I have a handful of data points that cluster along a line in 3d space. I have the x,y,z data in a csv file that I want to import. I would like to find an equation that represents that line, or the plane perpendicular to that line, or whatever is mathematically correct. These data are independent of each other. Maybe there are better ways to do this than what I tried to do but...

I attempted to replicate an old post here that seemed to be doing exactly what I'm trying to do Fitting a line in 3D

but it seems that maybe updates over the past decade have left the second part of the code not working? Or maybe I'm just doing something wrong. I've included the entire thing that I frankensteined together from this at the bottom. There are two lines that seem to be giving me a problem.
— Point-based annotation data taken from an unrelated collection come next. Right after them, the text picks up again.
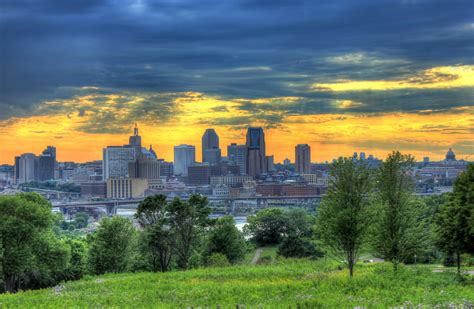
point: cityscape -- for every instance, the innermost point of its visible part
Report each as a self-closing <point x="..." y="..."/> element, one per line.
<point x="237" y="154"/>
<point x="244" y="181"/>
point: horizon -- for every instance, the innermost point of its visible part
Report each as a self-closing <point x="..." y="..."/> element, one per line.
<point x="342" y="77"/>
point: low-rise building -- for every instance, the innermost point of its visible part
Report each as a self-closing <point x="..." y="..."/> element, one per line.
<point x="124" y="188"/>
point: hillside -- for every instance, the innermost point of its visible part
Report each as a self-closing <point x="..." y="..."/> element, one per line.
<point x="287" y="283"/>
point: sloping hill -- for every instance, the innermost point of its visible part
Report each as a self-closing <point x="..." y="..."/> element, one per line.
<point x="288" y="283"/>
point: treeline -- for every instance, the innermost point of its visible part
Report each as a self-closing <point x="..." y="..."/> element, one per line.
<point x="364" y="212"/>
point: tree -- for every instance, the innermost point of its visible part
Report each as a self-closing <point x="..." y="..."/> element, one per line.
<point x="399" y="231"/>
<point x="267" y="227"/>
<point x="188" y="220"/>
<point x="226" y="239"/>
<point x="298" y="247"/>
<point x="158" y="238"/>
<point x="345" y="212"/>
<point x="152" y="210"/>
<point x="455" y="223"/>
<point x="111" y="246"/>
<point x="24" y="217"/>
<point x="81" y="220"/>
<point x="77" y="265"/>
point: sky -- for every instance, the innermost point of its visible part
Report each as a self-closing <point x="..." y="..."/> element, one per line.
<point x="341" y="76"/>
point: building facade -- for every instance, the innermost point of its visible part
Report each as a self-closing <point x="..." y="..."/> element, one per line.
<point x="303" y="159"/>
<point x="116" y="159"/>
<point x="126" y="188"/>
<point x="256" y="158"/>
<point x="184" y="157"/>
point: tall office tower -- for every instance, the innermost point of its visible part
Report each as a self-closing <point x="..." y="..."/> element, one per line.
<point x="149" y="169"/>
<point x="270" y="161"/>
<point x="115" y="160"/>
<point x="255" y="152"/>
<point x="211" y="152"/>
<point x="135" y="140"/>
<point x="27" y="167"/>
<point x="46" y="164"/>
<point x="17" y="169"/>
<point x="303" y="159"/>
<point x="184" y="156"/>
<point x="237" y="155"/>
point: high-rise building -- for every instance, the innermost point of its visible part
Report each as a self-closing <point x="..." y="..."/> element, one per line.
<point x="27" y="168"/>
<point x="237" y="155"/>
<point x="184" y="156"/>
<point x="135" y="140"/>
<point x="211" y="152"/>
<point x="149" y="169"/>
<point x="303" y="159"/>
<point x="46" y="164"/>
<point x="255" y="143"/>
<point x="270" y="162"/>
<point x="199" y="174"/>
<point x="116" y="159"/>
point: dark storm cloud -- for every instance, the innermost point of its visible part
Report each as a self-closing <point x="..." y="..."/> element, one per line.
<point x="245" y="49"/>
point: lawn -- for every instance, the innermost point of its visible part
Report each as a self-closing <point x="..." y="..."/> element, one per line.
<point x="282" y="284"/>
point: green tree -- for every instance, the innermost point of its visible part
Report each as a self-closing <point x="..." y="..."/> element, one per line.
<point x="298" y="247"/>
<point x="188" y="220"/>
<point x="266" y="227"/>
<point x="81" y="220"/>
<point x="111" y="246"/>
<point x="345" y="212"/>
<point x="226" y="239"/>
<point x="77" y="265"/>
<point x="24" y="217"/>
<point x="455" y="223"/>
<point x="158" y="240"/>
<point x="399" y="231"/>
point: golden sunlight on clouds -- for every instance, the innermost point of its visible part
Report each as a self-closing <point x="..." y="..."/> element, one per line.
<point x="435" y="78"/>
<point x="77" y="127"/>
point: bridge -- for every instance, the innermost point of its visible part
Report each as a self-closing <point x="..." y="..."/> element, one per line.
<point x="257" y="202"/>
<point x="231" y="203"/>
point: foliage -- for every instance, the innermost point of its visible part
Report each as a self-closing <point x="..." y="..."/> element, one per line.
<point x="158" y="240"/>
<point x="217" y="259"/>
<point x="399" y="231"/>
<point x="345" y="213"/>
<point x="226" y="239"/>
<point x="288" y="283"/>
<point x="455" y="223"/>
<point x="298" y="247"/>
<point x="188" y="220"/>
<point x="24" y="218"/>
<point x="111" y="245"/>
<point x="266" y="227"/>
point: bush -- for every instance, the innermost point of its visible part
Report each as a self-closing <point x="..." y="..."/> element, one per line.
<point x="218" y="260"/>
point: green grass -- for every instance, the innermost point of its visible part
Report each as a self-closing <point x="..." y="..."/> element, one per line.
<point x="283" y="284"/>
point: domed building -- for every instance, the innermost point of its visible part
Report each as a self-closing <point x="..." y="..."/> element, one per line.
<point x="450" y="156"/>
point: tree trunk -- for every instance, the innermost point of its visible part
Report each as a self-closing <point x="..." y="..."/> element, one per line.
<point x="458" y="260"/>
<point x="10" y="285"/>
<point x="351" y="267"/>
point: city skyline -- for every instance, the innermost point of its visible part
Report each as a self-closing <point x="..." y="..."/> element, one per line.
<point x="372" y="76"/>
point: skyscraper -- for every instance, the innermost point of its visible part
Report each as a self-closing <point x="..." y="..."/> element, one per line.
<point x="135" y="140"/>
<point x="46" y="164"/>
<point x="27" y="167"/>
<point x="255" y="143"/>
<point x="303" y="159"/>
<point x="237" y="155"/>
<point x="115" y="160"/>
<point x="184" y="156"/>
<point x="211" y="152"/>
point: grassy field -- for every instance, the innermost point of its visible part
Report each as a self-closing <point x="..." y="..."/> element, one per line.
<point x="282" y="284"/>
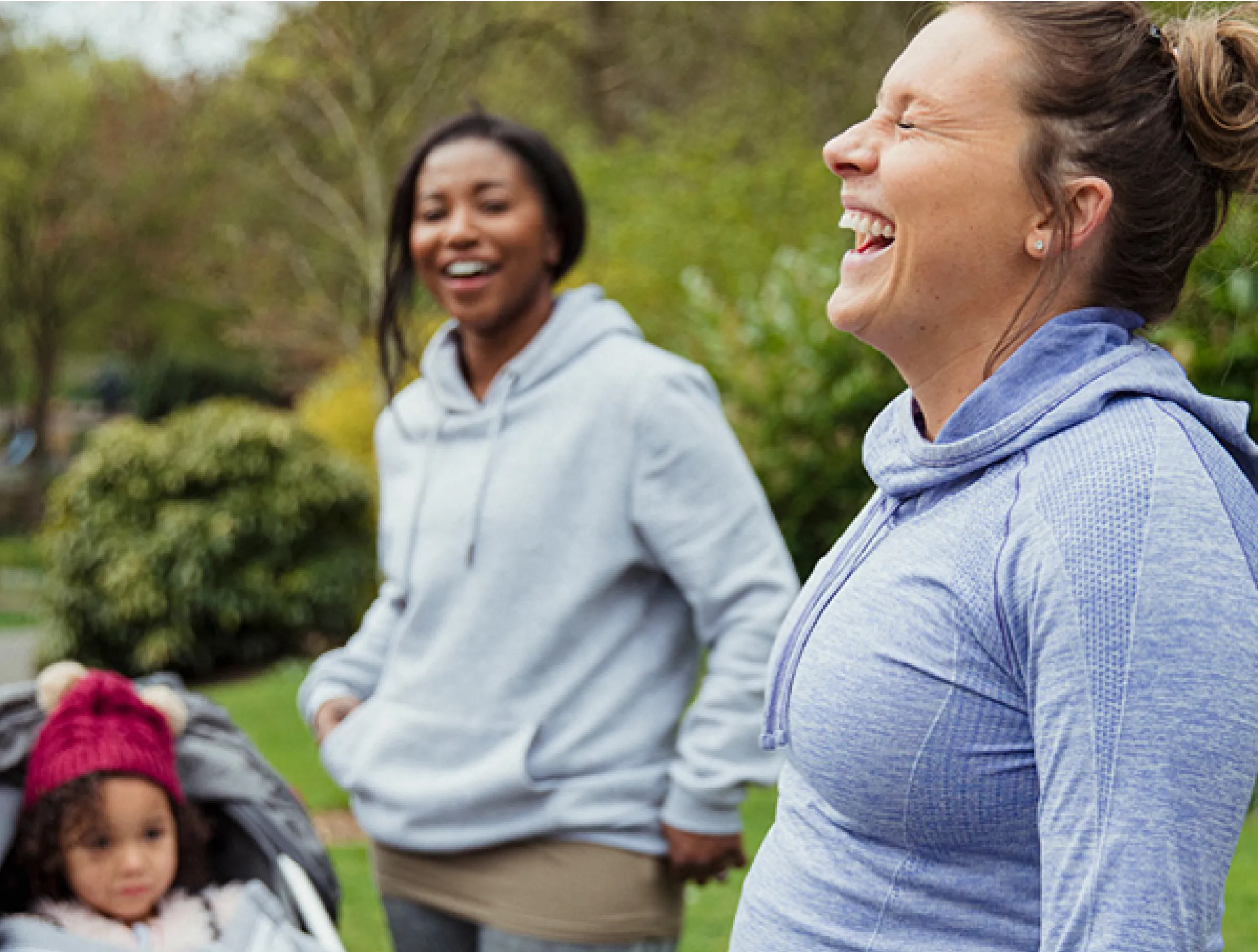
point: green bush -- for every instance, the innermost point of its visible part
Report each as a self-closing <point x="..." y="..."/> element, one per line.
<point x="223" y="536"/>
<point x="799" y="394"/>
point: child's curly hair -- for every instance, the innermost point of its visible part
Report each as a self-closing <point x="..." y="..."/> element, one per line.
<point x="36" y="867"/>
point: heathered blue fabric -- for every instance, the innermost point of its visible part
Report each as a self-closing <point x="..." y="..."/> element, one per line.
<point x="557" y="561"/>
<point x="1024" y="715"/>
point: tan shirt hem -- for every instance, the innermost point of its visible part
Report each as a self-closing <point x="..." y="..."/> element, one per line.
<point x="559" y="891"/>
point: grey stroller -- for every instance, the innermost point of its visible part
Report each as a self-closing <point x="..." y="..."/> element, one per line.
<point x="261" y="830"/>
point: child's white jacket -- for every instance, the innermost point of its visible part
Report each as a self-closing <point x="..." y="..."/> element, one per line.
<point x="239" y="917"/>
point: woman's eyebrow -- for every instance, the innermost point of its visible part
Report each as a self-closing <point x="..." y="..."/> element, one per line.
<point x="485" y="185"/>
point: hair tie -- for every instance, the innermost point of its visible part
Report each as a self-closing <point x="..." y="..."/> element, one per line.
<point x="1155" y="33"/>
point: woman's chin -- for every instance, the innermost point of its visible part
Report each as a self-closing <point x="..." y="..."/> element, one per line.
<point x="850" y="312"/>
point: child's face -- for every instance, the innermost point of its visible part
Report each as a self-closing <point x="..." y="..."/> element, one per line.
<point x="125" y="862"/>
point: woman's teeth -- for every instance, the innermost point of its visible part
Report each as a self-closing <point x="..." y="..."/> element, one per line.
<point x="466" y="269"/>
<point x="866" y="225"/>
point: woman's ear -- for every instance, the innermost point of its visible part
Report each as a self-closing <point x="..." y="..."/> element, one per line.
<point x="554" y="247"/>
<point x="1087" y="200"/>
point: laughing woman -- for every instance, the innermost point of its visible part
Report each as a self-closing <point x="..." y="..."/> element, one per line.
<point x="567" y="522"/>
<point x="1019" y="698"/>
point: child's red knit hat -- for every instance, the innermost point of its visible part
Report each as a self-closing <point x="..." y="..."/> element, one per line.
<point x="100" y="724"/>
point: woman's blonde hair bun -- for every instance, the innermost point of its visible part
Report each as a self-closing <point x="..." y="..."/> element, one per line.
<point x="1217" y="59"/>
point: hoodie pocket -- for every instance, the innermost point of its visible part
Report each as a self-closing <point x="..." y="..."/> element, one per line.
<point x="423" y="762"/>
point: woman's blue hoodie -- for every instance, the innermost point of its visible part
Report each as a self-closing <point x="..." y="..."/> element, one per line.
<point x="557" y="559"/>
<point x="1019" y="698"/>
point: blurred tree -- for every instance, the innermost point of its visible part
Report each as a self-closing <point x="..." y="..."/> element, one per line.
<point x="46" y="205"/>
<point x="312" y="135"/>
<point x="801" y="395"/>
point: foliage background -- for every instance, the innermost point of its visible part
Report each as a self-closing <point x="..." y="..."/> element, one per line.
<point x="222" y="536"/>
<point x="237" y="219"/>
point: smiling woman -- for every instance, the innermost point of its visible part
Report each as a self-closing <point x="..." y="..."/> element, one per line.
<point x="1019" y="698"/>
<point x="567" y="522"/>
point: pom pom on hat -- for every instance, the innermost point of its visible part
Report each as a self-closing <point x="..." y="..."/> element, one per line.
<point x="99" y="724"/>
<point x="55" y="681"/>
<point x="169" y="703"/>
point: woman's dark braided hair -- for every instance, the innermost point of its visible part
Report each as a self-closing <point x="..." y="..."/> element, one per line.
<point x="36" y="867"/>
<point x="551" y="175"/>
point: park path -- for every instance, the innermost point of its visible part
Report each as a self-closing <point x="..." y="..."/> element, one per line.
<point x="18" y="650"/>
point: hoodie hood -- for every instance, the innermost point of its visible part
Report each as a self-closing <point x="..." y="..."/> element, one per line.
<point x="1065" y="374"/>
<point x="582" y="319"/>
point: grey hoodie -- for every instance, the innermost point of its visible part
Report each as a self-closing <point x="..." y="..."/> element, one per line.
<point x="557" y="558"/>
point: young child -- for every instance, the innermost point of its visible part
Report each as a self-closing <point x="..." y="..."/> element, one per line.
<point x="107" y="844"/>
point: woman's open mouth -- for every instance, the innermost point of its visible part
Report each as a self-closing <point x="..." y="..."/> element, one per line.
<point x="468" y="275"/>
<point x="874" y="232"/>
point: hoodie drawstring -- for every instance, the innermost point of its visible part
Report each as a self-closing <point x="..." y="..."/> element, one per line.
<point x="421" y="492"/>
<point x="500" y="419"/>
<point x="861" y="543"/>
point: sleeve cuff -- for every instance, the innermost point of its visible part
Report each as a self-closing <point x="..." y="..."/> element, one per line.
<point x="686" y="811"/>
<point x="320" y="696"/>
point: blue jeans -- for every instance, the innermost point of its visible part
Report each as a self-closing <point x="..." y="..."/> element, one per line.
<point x="418" y="928"/>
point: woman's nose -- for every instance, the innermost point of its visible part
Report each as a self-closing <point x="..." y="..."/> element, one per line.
<point x="851" y="152"/>
<point x="132" y="857"/>
<point x="461" y="227"/>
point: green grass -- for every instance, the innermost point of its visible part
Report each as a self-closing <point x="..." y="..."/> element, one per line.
<point x="363" y="921"/>
<point x="1241" y="919"/>
<point x="19" y="552"/>
<point x="266" y="709"/>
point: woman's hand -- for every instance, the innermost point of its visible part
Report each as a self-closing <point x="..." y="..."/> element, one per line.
<point x="698" y="857"/>
<point x="332" y="714"/>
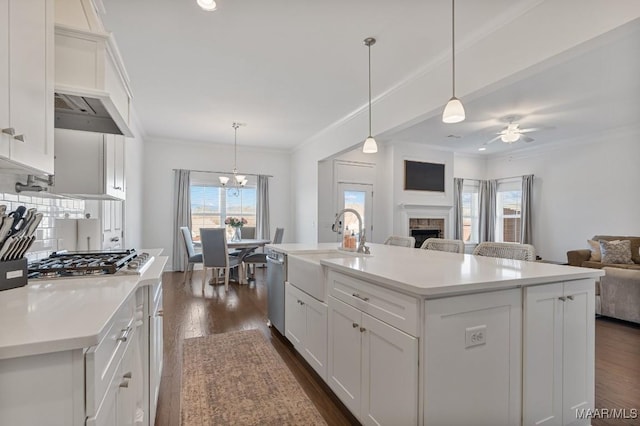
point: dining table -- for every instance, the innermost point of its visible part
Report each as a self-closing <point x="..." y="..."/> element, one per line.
<point x="245" y="247"/>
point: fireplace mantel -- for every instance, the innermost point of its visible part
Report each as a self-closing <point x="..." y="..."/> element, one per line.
<point x="423" y="211"/>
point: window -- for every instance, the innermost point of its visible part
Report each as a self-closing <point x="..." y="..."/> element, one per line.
<point x="211" y="204"/>
<point x="470" y="211"/>
<point x="508" y="210"/>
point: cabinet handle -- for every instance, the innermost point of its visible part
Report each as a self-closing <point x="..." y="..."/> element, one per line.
<point x="125" y="334"/>
<point x="366" y="299"/>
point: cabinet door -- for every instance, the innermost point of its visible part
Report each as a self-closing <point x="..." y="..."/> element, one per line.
<point x="31" y="82"/>
<point x="578" y="350"/>
<point x="315" y="343"/>
<point x="542" y="355"/>
<point x="5" y="139"/>
<point x="345" y="348"/>
<point x="294" y="317"/>
<point x="389" y="374"/>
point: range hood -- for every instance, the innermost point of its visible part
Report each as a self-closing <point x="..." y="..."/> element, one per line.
<point x="91" y="85"/>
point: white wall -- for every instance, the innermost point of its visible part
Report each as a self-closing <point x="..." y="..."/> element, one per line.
<point x="423" y="93"/>
<point x="134" y="148"/>
<point x="580" y="190"/>
<point x="162" y="156"/>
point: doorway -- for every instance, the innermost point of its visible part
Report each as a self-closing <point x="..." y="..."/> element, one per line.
<point x="357" y="196"/>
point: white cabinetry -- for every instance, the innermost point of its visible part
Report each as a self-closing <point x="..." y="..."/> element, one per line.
<point x="559" y="335"/>
<point x="26" y="84"/>
<point x="90" y="165"/>
<point x="372" y="365"/>
<point x="306" y="327"/>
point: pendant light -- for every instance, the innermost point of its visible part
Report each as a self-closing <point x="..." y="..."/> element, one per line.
<point x="370" y="146"/>
<point x="238" y="181"/>
<point x="454" y="111"/>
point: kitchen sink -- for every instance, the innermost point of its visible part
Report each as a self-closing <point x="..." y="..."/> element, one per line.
<point x="305" y="271"/>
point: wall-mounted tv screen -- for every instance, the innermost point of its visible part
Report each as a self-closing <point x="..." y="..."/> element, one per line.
<point x="419" y="176"/>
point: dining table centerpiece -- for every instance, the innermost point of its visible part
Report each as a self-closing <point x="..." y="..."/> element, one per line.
<point x="236" y="223"/>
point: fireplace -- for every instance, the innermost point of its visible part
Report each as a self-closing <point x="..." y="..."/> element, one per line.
<point x="423" y="228"/>
<point x="421" y="235"/>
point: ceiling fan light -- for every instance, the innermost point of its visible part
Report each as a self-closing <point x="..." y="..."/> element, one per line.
<point x="370" y="146"/>
<point x="208" y="5"/>
<point x="453" y="112"/>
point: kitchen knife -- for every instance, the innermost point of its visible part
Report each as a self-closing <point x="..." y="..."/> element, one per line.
<point x="17" y="218"/>
<point x="7" y="223"/>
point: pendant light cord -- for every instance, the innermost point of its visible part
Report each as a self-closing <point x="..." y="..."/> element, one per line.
<point x="453" y="45"/>
<point x="369" y="89"/>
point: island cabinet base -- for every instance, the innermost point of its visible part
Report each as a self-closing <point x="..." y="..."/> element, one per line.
<point x="472" y="359"/>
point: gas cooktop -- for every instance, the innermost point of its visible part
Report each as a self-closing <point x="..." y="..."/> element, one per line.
<point x="66" y="264"/>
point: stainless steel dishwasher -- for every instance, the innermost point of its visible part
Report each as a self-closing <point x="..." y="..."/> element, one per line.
<point x="276" y="276"/>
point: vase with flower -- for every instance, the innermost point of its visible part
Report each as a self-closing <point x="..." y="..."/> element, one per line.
<point x="236" y="224"/>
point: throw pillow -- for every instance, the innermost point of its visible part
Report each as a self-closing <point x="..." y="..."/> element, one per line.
<point x="616" y="251"/>
<point x="596" y="255"/>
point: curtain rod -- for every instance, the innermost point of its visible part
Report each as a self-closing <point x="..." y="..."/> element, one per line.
<point x="509" y="177"/>
<point x="222" y="173"/>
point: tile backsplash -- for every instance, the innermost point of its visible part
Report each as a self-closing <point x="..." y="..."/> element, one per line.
<point x="52" y="209"/>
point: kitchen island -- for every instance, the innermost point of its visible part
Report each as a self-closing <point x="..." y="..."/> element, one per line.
<point x="424" y="337"/>
<point x="83" y="350"/>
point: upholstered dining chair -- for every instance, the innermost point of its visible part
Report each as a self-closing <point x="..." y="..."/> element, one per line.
<point x="506" y="250"/>
<point x="192" y="257"/>
<point x="443" y="244"/>
<point x="397" y="240"/>
<point x="261" y="258"/>
<point x="215" y="255"/>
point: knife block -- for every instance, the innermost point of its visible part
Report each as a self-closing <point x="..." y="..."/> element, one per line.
<point x="13" y="273"/>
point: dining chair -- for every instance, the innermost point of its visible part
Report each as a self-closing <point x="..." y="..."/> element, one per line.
<point x="506" y="250"/>
<point x="261" y="258"/>
<point x="443" y="244"/>
<point x="191" y="257"/>
<point x="397" y="240"/>
<point x="215" y="254"/>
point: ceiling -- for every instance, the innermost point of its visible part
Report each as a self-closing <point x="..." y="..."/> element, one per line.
<point x="289" y="69"/>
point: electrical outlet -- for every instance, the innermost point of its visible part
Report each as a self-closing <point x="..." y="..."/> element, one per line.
<point x="475" y="336"/>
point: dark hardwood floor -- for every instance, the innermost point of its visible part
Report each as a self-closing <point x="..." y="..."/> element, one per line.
<point x="189" y="313"/>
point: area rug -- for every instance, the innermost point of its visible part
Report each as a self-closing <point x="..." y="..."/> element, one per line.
<point x="237" y="378"/>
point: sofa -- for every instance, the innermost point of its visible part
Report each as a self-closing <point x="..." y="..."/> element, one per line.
<point x="586" y="258"/>
<point x="618" y="291"/>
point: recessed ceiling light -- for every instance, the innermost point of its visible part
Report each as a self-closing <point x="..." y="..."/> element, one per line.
<point x="208" y="5"/>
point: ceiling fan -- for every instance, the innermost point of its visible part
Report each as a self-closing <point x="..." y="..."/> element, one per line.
<point x="513" y="133"/>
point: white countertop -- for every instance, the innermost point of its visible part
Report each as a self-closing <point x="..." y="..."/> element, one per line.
<point x="51" y="315"/>
<point x="430" y="273"/>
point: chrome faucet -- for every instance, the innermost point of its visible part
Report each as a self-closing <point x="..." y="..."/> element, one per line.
<point x="362" y="248"/>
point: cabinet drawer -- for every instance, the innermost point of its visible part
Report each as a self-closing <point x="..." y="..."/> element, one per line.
<point x="101" y="361"/>
<point x="396" y="309"/>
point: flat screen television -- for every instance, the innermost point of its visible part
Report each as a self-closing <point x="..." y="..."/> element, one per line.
<point x="419" y="176"/>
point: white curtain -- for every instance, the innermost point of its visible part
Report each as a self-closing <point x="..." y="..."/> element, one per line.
<point x="457" y="208"/>
<point x="488" y="210"/>
<point x="262" y="208"/>
<point x="182" y="216"/>
<point x="526" y="233"/>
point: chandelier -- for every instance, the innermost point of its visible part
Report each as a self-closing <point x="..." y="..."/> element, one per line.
<point x="238" y="181"/>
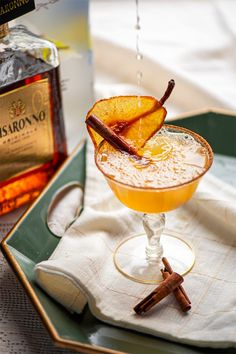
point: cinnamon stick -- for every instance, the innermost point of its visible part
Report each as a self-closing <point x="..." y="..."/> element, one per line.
<point x="181" y="299"/>
<point x="109" y="135"/>
<point x="165" y="288"/>
<point x="170" y="270"/>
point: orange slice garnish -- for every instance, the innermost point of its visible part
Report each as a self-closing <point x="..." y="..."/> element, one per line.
<point x="134" y="118"/>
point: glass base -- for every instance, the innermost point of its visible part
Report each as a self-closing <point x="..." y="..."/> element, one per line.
<point x="130" y="258"/>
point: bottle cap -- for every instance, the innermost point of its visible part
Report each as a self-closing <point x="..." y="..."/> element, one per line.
<point x="11" y="9"/>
I've snippeted them out here...

import numpy as np

pts = np.add.accumulate(np.random.random((10,3)))
x,y,z = pts.T

# this will find the slope and x-intercept of a plane
# parallel to the y-axis that best fits the data
A_xz = np.vstack((x, np.ones(len(x)))).T
m_xz, c_xz = np.linalg.lstsq(A_xz, z)[0]

# again for a plane parallel to the x-axis
A_yz = np.vstack((y, np.ones(len(y)))).T
m_yz, c_yz = np.linalg.lstsq(A_yz, z)[0]

# the intersection of those two planes and
# the function for the line would be:
# z = m_yz * y + c_yz
# z = m_xz * x + c_xz
# or:
def lin(z):
    x = (z - c_xz)/m_xz
    y = (z - c_yz)/m_yz
    return x,y

#verifying:
from mpl_toolkits.mplot3d import Axes3D
import matplotlib.pyplot as plt

fig = plt.figure()
ax = Axes3D(fig)
zz = np.linspace(0,5)
xx,yy = lin(zz)
ax.scatter(x, y, z)
ax.plot(xx,yy,zz)
plt.savefig('test.png')
plt.show()

They return this, but no values...

FutureWarning: rcond parameter will change to the default of machine precision times max(M, N) where M and N are the input matrix dimensions. To use the future default and silence this warning we advise to pass rcond=None , to keep using the old, explicitly pass rcond=-1 . m_xz, c_xz = np.linalg.lstsq(A_xz, z)[0] FutureWarning: rcond parameter will change to the default of machine precision times max(M, N) where M and N are the input matrix dimensions. To use the future default and silence this warning we advise to pass rcond=None , to keep using the old, explicitly pass rcond=-1 . m_yz, c_yz = np.linalg.lstsq(A_yz, z)[0]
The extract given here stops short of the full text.